To explain this Supreme Court trend, at least in part, the Justice Department need only look in the mirror. These are often self-inflicted wounds. The “trust us” argument becomes harder when the case that lands before the Court seems to involve a poor exercise of prosecutorial discretion. This was true, for example, Yates v. United States, where prosecutors used an obstruction of justice statute with a twenty-year penalty to prosecute a captain who threw undersized fish overboard to avoid a civil fine. Or Bond v. United States, where a woman put Drano on the doorknob and mailbox of her romantic rival, causing a minor skin irritation, and was charged with a chemical weapons offense carrying up to life in prison.
When such cases make it to the Supreme Court, it becomes harder for the government to argue the Court should entrust prosecutors with criminal statutes that sweep as broadly as possible. That’s what led Justice Gorsuch to remark during the Van Buren argument that the Solicitor General’s office should not act as a mere “rubber stamp” when questionable cases stretching the boundaries of federal criminal law are brought by U.S. Attorneys.

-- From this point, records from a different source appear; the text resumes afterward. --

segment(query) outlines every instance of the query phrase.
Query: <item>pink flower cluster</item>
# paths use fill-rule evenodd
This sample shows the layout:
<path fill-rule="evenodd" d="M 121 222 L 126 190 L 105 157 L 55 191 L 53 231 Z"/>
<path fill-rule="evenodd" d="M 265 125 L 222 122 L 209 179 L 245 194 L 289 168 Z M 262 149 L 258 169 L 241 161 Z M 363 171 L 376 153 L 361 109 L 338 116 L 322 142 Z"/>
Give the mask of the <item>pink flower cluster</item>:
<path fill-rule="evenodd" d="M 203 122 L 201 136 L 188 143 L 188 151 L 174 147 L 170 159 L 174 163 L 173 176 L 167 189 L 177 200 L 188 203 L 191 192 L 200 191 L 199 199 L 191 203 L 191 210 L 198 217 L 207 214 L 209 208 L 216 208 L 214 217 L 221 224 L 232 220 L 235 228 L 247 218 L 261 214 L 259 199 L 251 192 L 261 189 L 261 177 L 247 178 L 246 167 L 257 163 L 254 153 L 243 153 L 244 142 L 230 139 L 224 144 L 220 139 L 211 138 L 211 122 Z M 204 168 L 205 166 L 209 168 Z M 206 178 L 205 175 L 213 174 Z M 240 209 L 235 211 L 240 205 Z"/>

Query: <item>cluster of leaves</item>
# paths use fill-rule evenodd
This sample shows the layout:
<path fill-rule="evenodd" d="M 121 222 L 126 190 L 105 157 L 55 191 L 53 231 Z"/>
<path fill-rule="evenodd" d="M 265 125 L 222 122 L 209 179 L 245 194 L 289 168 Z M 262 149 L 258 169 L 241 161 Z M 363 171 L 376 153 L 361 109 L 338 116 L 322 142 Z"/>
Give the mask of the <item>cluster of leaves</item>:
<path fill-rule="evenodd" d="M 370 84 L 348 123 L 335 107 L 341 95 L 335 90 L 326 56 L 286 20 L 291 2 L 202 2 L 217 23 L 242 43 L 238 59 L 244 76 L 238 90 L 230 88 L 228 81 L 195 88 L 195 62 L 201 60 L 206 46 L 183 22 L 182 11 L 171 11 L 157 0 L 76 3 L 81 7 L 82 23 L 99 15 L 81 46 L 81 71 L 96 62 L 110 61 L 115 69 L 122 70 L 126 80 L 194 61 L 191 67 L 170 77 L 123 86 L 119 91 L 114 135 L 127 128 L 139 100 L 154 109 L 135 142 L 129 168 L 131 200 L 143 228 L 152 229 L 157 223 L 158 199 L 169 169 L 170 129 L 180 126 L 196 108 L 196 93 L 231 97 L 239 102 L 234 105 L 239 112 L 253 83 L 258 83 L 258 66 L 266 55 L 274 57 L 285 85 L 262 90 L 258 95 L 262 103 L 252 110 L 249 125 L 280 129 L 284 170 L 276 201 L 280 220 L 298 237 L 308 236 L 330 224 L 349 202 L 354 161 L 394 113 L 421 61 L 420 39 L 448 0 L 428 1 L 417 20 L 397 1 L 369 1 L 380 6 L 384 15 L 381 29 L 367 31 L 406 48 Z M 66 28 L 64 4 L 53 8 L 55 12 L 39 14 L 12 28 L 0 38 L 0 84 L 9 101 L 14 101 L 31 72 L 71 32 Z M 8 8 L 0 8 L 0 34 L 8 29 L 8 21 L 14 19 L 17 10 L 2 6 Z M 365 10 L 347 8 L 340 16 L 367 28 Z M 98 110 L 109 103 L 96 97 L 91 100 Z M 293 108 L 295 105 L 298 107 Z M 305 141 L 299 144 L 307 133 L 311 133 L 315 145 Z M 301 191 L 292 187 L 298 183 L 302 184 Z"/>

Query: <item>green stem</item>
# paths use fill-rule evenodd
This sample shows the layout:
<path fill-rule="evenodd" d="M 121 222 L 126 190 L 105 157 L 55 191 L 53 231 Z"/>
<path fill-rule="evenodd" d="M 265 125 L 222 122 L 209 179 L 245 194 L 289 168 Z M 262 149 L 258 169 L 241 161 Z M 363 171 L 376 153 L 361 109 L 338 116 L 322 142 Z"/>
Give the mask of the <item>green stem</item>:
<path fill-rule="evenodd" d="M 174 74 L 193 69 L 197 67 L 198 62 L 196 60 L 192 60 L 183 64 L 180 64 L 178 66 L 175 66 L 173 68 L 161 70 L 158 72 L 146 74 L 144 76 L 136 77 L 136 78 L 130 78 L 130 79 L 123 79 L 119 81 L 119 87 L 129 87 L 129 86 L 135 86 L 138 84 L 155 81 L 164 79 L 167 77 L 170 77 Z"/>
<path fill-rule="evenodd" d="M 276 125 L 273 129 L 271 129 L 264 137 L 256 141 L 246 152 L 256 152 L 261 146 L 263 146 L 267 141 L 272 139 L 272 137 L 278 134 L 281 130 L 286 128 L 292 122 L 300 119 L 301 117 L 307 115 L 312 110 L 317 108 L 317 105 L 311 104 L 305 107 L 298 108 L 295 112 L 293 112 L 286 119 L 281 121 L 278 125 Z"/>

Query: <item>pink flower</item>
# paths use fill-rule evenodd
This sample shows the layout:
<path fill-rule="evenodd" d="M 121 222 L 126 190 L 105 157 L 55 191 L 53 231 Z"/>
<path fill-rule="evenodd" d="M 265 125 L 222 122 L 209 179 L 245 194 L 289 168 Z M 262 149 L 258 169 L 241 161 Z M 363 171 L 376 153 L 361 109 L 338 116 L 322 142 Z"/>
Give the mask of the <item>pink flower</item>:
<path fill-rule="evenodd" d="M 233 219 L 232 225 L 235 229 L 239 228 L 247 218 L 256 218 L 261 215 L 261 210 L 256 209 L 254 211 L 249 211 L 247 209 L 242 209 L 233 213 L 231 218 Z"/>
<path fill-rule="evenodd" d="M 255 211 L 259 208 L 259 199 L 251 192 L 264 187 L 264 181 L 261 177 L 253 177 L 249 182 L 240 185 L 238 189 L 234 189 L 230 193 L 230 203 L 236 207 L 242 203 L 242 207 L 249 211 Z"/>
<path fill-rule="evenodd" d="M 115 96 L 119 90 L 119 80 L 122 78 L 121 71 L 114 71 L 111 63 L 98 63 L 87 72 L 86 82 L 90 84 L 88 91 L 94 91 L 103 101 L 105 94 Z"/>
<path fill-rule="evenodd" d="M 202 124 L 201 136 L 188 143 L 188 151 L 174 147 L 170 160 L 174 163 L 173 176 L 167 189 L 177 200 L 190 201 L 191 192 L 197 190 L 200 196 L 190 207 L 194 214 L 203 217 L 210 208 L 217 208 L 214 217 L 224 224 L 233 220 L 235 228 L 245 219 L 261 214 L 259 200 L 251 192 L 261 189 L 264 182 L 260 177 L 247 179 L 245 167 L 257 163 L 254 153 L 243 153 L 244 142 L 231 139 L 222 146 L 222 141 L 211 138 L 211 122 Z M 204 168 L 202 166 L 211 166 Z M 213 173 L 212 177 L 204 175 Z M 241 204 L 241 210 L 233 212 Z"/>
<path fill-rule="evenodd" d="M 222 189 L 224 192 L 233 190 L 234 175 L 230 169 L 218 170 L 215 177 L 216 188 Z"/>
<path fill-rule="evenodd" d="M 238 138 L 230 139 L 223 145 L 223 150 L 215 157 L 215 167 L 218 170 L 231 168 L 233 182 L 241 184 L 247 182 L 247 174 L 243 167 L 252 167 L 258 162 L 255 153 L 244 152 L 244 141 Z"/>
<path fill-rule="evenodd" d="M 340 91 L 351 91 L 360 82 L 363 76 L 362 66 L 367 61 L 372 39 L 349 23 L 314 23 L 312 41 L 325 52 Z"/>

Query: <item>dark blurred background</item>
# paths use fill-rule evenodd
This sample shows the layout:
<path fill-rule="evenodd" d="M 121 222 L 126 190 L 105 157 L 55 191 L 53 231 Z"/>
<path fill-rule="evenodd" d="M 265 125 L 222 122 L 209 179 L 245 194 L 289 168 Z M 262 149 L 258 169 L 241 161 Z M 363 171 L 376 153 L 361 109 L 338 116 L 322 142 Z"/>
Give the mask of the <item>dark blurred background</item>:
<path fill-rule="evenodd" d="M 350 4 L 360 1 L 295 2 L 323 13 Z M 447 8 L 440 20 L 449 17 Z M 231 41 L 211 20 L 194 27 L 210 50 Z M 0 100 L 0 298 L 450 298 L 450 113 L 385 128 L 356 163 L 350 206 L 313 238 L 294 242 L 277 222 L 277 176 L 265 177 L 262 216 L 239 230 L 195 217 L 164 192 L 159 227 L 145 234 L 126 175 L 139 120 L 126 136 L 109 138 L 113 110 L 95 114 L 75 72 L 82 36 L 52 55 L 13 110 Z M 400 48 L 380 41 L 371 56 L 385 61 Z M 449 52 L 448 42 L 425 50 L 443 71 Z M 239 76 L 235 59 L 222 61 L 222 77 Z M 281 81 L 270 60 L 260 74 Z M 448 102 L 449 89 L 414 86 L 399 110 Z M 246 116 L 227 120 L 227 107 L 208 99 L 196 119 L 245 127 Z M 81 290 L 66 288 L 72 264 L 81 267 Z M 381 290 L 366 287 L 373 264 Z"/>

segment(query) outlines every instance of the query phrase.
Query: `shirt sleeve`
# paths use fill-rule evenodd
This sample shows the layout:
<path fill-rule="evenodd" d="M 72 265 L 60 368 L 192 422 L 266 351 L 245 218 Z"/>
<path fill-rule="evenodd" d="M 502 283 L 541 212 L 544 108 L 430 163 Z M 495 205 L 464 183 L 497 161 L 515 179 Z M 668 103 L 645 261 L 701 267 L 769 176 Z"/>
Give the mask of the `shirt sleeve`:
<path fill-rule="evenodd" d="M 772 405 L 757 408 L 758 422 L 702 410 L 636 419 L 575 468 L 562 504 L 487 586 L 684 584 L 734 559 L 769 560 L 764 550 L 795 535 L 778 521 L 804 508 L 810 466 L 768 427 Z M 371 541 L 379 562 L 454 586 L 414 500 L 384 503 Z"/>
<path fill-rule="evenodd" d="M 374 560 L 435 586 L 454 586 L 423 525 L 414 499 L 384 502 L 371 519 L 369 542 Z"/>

In this case Van Buren’s conduct does seem worthy of prosecution. But it also seems clear there were other ways to punish him, either with other federal statutes (he was also charged with honest services fraud, but that charge may face a McDonnell issue) or with a Georgia state prosecution for bribery or other crimes. There is no need for the Court to stretch the boundaries of the CFAA based a concern that there is otherwise no way to punish someone like Van Buren.
In Van Buren's case, the Court is likely to continue the trend identified by Justice Gorsuch. It will likely reject an expansive interpretation of the CFAA that turns almost all ordinary Americans into potential criminals. In this case, that's the right result.
You may now return to your Amazon shopping.